La tendance baissière de l’euro face au dinar algérien s’est poursuivie ce vendredi 19 juin 2026 sur le marché officiel des changes, également appelé marché interbancaire. Selon les dernières cotations publiées par la Banque d’Algérie, la monnaie unique européenne a enregistré une nouvelle baisse pour la quatrième séance consécutive, confirmant ainsi le mouvement de recul amorcé le 15 juin dernier.
L’euro s’est établi à 152,6807 dinars ce vendredi, contre 153,5347 dinars la veille. Par rapport au 17 juin, lorsque la devise européenne était cotée à 154,2799 dinars, le recul dépasse 1,5 dinar. Cette évolution traduit un renforcement progressif du dinar sur le marché officiel des changes.

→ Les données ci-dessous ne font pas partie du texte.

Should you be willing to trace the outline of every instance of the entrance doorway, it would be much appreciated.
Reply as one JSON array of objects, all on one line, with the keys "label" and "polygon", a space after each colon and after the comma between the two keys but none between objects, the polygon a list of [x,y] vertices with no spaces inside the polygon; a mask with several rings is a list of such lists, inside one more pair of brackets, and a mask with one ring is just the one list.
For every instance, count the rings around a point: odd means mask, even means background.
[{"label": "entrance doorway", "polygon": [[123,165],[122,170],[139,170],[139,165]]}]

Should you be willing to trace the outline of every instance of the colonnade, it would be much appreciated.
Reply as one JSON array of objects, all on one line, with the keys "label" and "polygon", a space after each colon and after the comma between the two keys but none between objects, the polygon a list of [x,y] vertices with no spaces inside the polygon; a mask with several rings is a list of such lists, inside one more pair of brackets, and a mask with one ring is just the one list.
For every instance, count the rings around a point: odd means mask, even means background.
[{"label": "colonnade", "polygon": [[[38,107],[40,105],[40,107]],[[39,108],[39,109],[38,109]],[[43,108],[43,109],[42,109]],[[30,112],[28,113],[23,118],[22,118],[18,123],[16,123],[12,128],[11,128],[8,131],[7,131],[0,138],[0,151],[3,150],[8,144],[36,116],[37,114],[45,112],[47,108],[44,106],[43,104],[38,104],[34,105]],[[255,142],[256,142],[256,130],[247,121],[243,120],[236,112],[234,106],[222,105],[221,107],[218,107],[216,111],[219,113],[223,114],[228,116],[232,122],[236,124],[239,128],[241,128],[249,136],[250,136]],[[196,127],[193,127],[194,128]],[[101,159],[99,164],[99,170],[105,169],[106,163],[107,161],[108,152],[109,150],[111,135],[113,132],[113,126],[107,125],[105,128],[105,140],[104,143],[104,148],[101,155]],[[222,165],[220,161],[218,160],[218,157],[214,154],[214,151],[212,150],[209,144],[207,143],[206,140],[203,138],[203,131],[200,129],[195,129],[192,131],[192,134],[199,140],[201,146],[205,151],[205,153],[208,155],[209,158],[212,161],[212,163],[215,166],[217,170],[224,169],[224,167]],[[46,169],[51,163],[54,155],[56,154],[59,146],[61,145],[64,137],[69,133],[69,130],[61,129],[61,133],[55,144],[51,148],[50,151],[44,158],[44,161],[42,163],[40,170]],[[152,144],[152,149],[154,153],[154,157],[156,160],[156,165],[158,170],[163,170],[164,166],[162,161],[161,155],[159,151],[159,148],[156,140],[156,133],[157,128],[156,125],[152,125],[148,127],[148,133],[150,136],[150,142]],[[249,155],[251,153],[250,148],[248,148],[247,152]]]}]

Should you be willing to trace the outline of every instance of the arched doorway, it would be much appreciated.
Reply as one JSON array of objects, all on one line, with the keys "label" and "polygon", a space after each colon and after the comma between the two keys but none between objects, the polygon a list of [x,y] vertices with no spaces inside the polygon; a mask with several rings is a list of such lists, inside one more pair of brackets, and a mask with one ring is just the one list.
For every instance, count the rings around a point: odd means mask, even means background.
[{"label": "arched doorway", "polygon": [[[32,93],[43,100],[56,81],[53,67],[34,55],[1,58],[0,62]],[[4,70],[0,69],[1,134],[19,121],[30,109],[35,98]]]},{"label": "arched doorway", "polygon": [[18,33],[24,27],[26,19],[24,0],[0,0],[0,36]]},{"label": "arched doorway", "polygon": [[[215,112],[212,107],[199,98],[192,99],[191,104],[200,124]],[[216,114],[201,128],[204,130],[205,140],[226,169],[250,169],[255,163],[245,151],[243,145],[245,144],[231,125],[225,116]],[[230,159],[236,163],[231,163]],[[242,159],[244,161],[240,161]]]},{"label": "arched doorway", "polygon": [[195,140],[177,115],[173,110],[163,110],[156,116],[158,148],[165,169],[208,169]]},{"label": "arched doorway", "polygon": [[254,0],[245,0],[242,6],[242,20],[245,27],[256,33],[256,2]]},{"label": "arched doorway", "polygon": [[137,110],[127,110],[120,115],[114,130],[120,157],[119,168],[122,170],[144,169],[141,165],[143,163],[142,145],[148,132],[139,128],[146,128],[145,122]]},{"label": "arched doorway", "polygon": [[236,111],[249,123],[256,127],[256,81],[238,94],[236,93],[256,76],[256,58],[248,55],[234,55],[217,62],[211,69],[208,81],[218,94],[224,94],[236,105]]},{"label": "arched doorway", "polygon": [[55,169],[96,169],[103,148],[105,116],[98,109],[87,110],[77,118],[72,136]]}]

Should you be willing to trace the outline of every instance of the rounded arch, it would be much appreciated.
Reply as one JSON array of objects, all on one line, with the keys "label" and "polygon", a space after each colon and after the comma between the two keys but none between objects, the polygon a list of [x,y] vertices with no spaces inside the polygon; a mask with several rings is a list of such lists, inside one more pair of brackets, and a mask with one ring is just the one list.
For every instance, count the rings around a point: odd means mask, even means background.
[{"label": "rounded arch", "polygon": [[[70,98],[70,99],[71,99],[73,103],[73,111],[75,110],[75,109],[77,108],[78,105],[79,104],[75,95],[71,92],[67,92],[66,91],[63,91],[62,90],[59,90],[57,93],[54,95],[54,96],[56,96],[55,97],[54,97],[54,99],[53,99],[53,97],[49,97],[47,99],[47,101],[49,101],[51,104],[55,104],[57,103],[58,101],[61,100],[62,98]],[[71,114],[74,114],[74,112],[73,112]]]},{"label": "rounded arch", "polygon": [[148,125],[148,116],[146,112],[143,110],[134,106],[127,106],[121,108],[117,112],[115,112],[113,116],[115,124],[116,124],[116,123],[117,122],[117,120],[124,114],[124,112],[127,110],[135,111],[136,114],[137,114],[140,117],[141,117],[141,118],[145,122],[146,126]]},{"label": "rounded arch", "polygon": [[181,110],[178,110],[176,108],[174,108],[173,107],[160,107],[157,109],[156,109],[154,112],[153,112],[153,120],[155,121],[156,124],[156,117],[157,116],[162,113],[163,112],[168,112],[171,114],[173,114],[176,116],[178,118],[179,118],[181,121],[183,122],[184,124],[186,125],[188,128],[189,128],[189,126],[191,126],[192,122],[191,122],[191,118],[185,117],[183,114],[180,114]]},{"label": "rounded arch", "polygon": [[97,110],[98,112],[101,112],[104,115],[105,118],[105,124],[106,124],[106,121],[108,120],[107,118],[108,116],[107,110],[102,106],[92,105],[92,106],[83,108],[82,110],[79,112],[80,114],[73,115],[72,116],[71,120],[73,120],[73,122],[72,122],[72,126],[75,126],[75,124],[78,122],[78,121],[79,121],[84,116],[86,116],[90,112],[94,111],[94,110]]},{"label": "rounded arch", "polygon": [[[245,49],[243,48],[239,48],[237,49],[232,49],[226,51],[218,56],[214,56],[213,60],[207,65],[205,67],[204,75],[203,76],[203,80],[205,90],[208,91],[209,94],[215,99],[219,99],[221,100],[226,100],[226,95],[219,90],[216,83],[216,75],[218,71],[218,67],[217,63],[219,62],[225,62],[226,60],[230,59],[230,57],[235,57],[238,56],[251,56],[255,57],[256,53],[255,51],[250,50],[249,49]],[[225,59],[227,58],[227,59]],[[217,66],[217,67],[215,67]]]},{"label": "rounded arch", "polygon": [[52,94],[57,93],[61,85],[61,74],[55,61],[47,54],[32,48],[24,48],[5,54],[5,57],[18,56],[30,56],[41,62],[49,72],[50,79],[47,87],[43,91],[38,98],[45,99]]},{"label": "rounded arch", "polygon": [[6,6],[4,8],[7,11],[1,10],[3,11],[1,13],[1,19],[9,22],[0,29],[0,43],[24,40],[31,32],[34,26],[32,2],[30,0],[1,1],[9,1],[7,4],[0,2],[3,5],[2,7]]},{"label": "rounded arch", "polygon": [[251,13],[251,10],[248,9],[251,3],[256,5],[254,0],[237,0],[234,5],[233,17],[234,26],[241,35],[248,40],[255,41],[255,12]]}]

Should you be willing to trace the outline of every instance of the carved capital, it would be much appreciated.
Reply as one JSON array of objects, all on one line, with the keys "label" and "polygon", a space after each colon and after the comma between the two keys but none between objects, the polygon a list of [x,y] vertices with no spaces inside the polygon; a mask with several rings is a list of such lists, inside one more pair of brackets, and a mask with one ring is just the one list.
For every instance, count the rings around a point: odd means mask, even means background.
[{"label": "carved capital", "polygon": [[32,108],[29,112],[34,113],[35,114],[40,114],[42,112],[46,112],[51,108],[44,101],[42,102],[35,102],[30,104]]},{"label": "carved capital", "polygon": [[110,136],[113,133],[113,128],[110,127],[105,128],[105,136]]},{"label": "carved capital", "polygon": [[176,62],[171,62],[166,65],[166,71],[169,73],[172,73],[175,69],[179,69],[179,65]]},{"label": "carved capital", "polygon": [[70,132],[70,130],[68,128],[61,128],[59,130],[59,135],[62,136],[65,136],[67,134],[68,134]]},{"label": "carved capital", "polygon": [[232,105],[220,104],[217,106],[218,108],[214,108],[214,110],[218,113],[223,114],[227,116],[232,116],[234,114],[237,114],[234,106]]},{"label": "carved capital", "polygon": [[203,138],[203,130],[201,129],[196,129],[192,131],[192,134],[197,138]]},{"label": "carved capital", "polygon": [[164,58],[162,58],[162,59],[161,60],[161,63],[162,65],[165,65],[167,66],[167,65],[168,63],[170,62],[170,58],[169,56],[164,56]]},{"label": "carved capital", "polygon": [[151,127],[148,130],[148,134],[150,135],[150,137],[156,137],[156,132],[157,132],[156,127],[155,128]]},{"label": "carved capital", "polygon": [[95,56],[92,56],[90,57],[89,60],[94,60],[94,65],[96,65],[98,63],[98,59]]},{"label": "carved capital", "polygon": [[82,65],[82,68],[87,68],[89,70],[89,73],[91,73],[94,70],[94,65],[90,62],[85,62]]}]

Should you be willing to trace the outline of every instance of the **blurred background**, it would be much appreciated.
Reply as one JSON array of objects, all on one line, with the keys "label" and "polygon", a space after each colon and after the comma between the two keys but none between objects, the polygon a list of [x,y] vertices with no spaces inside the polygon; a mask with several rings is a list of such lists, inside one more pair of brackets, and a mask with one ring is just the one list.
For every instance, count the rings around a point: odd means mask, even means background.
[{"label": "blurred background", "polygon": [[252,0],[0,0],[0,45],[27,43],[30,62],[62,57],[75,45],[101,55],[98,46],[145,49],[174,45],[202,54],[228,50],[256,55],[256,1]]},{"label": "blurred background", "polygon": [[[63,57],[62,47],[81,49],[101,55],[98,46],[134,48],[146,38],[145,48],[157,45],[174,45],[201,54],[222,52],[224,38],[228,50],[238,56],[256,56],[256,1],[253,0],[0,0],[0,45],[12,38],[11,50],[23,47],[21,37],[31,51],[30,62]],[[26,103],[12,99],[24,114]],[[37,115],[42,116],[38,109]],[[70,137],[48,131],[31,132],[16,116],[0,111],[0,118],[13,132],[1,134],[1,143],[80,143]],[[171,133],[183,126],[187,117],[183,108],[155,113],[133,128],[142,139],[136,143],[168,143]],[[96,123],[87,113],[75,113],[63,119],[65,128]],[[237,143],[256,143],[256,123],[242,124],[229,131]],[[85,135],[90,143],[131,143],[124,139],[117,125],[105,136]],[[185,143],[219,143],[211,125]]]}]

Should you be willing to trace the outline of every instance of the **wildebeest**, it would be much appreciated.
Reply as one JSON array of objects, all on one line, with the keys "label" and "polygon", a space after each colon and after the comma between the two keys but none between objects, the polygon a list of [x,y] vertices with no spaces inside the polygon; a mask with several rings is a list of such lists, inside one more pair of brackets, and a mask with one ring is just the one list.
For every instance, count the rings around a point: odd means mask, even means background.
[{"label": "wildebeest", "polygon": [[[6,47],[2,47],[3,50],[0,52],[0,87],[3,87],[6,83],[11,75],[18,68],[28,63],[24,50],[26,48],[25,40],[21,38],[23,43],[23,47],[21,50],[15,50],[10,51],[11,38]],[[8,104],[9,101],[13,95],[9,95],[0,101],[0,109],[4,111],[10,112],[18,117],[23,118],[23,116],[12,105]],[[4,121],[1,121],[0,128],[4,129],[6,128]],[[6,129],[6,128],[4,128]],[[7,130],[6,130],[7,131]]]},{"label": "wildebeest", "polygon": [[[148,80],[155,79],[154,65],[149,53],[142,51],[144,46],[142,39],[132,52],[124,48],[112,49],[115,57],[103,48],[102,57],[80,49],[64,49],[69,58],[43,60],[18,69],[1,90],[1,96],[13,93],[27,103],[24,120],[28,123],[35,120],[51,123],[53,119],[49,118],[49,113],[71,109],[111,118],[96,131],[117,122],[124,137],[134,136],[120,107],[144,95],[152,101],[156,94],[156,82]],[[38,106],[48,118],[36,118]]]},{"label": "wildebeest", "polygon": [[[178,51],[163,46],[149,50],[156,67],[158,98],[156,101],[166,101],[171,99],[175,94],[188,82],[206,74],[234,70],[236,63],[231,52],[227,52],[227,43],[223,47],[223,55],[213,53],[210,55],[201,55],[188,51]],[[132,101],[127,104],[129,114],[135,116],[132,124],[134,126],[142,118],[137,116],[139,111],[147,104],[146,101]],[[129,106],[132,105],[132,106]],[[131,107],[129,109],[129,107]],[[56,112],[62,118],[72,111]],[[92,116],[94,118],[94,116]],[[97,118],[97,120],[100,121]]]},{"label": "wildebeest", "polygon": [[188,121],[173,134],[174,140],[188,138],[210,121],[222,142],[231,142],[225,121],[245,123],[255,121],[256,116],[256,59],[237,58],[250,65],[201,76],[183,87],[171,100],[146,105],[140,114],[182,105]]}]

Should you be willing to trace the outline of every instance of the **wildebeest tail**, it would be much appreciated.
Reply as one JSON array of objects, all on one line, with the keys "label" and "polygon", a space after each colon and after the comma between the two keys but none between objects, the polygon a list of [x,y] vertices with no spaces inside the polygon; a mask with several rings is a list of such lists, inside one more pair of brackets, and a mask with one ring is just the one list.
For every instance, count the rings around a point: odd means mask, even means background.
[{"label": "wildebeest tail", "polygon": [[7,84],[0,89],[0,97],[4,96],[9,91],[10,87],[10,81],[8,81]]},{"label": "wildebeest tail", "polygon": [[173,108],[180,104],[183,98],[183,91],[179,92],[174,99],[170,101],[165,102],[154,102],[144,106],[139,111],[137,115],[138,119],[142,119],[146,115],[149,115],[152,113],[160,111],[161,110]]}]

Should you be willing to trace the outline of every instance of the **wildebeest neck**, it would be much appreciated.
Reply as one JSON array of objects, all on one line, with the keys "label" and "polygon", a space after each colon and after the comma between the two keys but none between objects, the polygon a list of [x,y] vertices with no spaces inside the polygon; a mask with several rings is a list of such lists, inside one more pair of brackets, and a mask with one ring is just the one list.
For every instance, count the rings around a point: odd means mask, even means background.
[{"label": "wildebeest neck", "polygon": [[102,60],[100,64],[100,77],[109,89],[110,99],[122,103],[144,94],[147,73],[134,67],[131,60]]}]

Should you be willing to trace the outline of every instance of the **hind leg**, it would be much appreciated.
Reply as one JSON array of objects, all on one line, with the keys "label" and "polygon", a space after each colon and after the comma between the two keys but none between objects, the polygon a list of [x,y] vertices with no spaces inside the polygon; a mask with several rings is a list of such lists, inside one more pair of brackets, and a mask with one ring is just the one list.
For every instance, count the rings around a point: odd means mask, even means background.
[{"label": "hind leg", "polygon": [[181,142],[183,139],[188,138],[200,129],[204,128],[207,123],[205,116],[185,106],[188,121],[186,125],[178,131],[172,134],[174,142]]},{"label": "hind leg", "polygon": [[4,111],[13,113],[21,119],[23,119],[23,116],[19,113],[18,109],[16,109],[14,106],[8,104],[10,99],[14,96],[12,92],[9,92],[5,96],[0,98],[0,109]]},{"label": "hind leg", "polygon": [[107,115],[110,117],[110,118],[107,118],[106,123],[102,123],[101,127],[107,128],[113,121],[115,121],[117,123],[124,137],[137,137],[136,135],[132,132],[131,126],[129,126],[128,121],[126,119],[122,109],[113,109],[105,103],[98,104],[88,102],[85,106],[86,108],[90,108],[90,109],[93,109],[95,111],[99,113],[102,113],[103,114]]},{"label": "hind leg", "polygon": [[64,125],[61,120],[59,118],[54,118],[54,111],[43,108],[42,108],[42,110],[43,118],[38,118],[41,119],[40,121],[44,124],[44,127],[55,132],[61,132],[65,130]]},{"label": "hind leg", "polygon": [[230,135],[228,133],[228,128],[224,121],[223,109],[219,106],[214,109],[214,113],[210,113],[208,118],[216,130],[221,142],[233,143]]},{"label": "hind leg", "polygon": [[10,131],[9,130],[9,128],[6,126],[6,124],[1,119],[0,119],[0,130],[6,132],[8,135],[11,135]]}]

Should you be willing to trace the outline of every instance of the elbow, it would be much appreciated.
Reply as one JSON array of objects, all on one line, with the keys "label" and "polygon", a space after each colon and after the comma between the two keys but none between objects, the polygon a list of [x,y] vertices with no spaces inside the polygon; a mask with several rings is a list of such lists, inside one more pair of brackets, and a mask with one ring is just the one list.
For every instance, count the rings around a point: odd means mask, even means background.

Le dollar américain a également terminé la séance en légère baisse. Le billet vert est passé de 133,3519 dinars jeudi à 133,2932 dinars ce vendredi. Bien que ce recul soit modéré, il confirme une orientation favorable à la monnaie nationale face aux principales devises internationales.
La livre sterling a elle aussi enregistré une baisse notable. Sa cotation est passée de 177,2943 dinars jeudi à 175,9182 dinars vendredi, soit une diminution de plus de 1,3 dinar en une seule séance. D’autres devises de référence, à l’image du franc suisse et du dollar canadien, ont également reculé face au dinar algérien.
L’avantage d’un dinar fort pour les importateurs
Cette évolution du marché des changes constitue une bonne nouvelle pour les opérateurs économiques algériens, notamment les importateurs de matières premières, de composants industriels, d’équipements de production et de produits finis.
En effet, la baisse de l’euro et du dollar réduit directement le coût des achats effectués à l’étranger. Les entreprises qui règlent leurs fournisseurs en devises bénéficient ainsi d’une diminution de leurs coûts d’importation, ce qui peut contribuer à préserver leurs marges ou à limiter les hausses de prix sur le marché local.
Cet avantage intervient dans un contexte international marqué par une forte volatilité des marchés. La guerre au Moyen-Orient continue d’alimenter les inquiétudes concernant les prix de l’énergie, les coûts du transport maritime et l’évolution des cours de nombreuses matières premières stratégiques. Face à ces tensions, le renforcement du dinar permet aux opérateurs économiques d’absorber une partie de l’inflation importée.
Les secteurs dépendant fortement des importations, notamment l’industrie, l’agroalimentaire, la pharmacie ou encore certains segments du commerce, pourraient ainsi bénéficier d’un allègement de leurs charges en devises.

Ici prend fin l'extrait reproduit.